Click. Clack. Click. Clack.
Mello is no computer genius like Matt- he is slower, less adept and (most importantly) far less interested in codes and systems - but he is a decent hacker, and while Matt wheedles with professors to borrow equipment, he sits, hacking into the Eynsham police system and collecting their data on the victim.
Sam Elborn. Seventeen, not quite finished with high school and sixth form. Never to finish. Birthday: August 3rd. Cause of death: exsanguination.
He was all over the newspapers, now, the attention that had eluded the shy boy in life now suddenly thrust upon him in death. Already, the tabloids were proclaiming it another Zodiac murder; already, there were speculations, whispers, rumors on the competence and trustworthiness of the police. Fear was already begin to seep.
Frankly, though, Mello didn't care.
This was, after all, his case, and if some deluded psychopath decided to try and kill him, let him try. Mello would rip him from limb to limb -
Well. He'd try to capture him first, of course.
So Mello types. And waits.
Matt comes in long past ten, goggles askew and circles beneath his eyes. Throwing his keys onto the kitchen counter, he flops onto the couch next to Mello and closes his eyes.
"Chinese?" he asks, without opening his eyes.
"Yeah," Mello replied. "There's chow mein left, help yourself."
"Thanks."
"Don't. I used your credit card."
"Well, yeah," Matt said, rolling his eyes as he walked over to the kitchen table, "I kind of expected that."
They were silent for a while, Matt quietly eating his noodles while Mello typed.
"How was the analysis?" Mello asked, finally closing the laptop and glancing at Matt.
"A bitch. You don't know what I had offer Gregor to make him leave me alone in a room with his precious machines."
"Skip the bitching, Matt. What'd you get?"
"Well," Matt said, slowly putting his takeout down and leaning forward on his elbows on the kitchen counter, "the usual. Blood, cotton, skin cells, and -"
"And?"
"On one of the scraps of the kid's shirt, a touch of lipstick. Just like the other case. You know the one. Jacqueline the Ripper." The mysterious murderess (murderer?) of Oxfordshire whose lipstick mingled with the blood of her victims, as though she were planting kisses on the wounds of her victims. "Have the Eynsham people figured it out yet?"
"What do you expect? They're looking for Zodiac, not a crazed chick who likes to remind people of her fashion sense. Incompetent as Near's lackeys. 'Sides, they haven't even gotten around to investigating the body yet - procedures and all and they're still too focused on the note."
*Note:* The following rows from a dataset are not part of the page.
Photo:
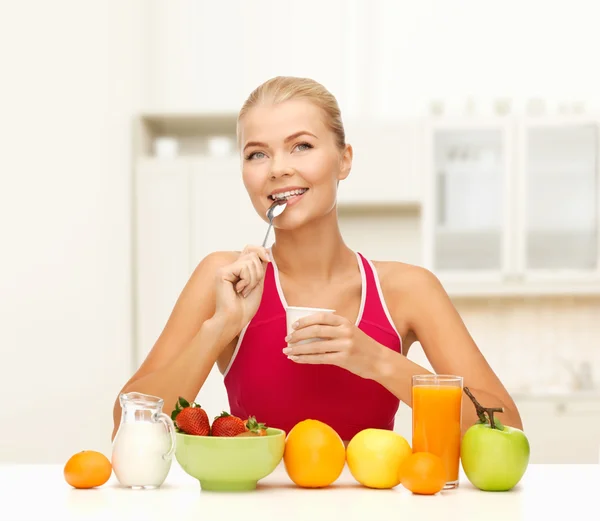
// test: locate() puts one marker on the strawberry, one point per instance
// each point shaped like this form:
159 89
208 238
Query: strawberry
258 429
190 419
227 425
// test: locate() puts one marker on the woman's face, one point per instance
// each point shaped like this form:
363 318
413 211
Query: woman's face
289 152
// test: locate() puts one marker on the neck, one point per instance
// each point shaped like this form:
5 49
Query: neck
316 249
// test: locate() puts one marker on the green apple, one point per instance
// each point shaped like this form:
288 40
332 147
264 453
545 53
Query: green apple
493 456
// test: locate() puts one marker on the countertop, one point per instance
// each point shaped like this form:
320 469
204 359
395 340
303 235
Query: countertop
39 493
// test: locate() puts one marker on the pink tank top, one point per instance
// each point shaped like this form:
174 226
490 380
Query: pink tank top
261 381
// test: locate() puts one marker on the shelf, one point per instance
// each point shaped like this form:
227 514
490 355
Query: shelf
194 134
543 289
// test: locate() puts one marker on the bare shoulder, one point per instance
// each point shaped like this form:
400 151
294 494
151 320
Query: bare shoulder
216 260
399 279
205 272
412 293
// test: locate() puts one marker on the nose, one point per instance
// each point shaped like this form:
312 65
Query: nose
279 168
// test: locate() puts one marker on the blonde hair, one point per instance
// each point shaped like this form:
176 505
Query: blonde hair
284 88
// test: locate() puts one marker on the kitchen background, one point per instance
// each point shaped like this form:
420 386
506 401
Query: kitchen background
476 136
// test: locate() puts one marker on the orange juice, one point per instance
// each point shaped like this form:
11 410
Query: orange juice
436 413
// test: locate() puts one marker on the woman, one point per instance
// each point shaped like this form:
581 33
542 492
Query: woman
232 310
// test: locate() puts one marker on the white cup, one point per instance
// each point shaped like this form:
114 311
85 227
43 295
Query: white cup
294 313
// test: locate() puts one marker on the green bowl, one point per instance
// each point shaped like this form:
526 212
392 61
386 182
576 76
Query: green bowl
230 464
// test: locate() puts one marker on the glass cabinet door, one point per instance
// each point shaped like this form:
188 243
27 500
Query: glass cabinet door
560 213
470 175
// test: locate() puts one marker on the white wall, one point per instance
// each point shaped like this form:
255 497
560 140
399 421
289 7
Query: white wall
385 58
71 78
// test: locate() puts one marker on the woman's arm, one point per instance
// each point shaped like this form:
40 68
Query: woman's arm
429 314
189 345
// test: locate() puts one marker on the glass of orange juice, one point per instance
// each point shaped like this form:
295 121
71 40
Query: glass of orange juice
436 415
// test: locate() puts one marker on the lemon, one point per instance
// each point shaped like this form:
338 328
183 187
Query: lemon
374 457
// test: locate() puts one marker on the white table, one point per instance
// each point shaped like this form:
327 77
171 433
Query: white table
39 493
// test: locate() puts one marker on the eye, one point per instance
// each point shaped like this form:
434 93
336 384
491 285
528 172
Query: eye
255 155
301 147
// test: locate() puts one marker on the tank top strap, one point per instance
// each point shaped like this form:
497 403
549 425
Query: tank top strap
376 310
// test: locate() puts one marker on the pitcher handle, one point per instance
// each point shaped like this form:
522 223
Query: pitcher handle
166 419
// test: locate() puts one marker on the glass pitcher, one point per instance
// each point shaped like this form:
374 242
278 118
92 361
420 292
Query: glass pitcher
143 447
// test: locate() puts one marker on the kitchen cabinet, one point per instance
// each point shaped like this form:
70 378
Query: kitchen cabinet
186 208
162 249
386 165
560 429
511 205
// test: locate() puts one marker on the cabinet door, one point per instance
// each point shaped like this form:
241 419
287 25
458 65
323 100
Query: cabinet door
384 165
222 215
467 214
222 218
559 194
162 224
561 430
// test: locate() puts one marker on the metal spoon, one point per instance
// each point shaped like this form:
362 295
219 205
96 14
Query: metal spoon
274 210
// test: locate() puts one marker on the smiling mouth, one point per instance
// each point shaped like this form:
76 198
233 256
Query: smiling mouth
283 196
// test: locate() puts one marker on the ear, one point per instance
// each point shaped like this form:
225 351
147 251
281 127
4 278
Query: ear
345 162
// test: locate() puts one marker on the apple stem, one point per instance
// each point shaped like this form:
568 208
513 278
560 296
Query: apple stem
482 411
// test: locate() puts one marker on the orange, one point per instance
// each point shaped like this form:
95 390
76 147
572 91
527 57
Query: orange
314 454
87 469
423 473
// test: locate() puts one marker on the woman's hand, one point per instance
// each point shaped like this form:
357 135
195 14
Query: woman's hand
340 343
239 286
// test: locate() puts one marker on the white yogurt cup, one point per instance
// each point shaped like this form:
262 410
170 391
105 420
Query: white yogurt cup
294 313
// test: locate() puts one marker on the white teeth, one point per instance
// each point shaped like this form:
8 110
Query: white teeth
285 195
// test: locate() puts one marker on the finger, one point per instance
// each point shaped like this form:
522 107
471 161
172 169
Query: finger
263 253
260 269
320 358
330 319
253 274
314 331
312 348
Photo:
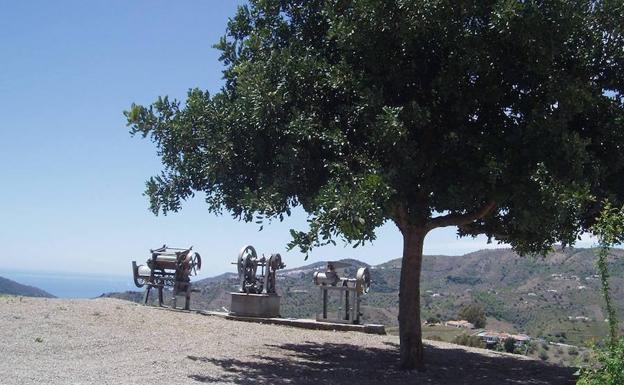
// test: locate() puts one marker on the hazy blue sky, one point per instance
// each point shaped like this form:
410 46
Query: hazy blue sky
72 177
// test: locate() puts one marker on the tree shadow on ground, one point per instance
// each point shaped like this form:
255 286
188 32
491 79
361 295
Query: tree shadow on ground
317 363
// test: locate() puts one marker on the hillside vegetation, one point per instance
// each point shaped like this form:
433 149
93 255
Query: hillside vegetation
556 297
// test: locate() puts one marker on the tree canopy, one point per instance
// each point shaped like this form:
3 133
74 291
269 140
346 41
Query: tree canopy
504 118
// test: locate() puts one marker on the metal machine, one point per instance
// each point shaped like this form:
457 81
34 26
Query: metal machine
248 263
168 267
349 291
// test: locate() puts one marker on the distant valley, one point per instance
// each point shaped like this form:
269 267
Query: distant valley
556 297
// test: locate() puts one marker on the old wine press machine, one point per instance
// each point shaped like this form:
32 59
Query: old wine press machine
168 267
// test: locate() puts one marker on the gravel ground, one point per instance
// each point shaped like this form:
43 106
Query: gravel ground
109 341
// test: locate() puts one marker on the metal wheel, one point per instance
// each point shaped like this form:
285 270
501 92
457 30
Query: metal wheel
247 267
363 280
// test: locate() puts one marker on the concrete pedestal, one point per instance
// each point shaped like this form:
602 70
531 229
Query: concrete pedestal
255 305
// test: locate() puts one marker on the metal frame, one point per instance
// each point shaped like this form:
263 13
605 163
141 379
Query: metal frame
168 267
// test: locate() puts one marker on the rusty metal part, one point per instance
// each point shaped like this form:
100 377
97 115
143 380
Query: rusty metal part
249 280
349 291
168 267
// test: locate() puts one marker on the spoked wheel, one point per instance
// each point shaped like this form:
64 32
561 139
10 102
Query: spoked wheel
195 263
363 276
247 266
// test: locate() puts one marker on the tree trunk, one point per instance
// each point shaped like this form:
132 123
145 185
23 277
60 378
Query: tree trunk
409 299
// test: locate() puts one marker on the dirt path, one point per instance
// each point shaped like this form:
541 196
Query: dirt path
109 341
"Yeah. It's a new one, isn't it?"
"Yeah." Mello is silent for a while before continuing. "It's not her."
"No?"
"No. It looks too much like him - like B. Whoever it was is connected somehow with him. And B wasn't obvious." He was, after all, a Wammy child, even if he was currently held in a prison with concrete walls four feet thick.
"Or it could be another insane psychopath just imitating B."
"No," Mello said slowly, "it's not. And it's not Jacqueline either."
"Oh. Right. Mello senses. Then she's a pawn. Or she is Zodiac, and this is just another taunt."
Mello nodded. "Or Zodiac's trying to frame her."
"Great. So we just eenie meenie miney moe and choose which one she is?"
Mello threw a pillow at Matt. Which, in retrospect, wasn't such a good idea. Chinese takeout flew into the air, splattering the air with oil and stir-fried rice.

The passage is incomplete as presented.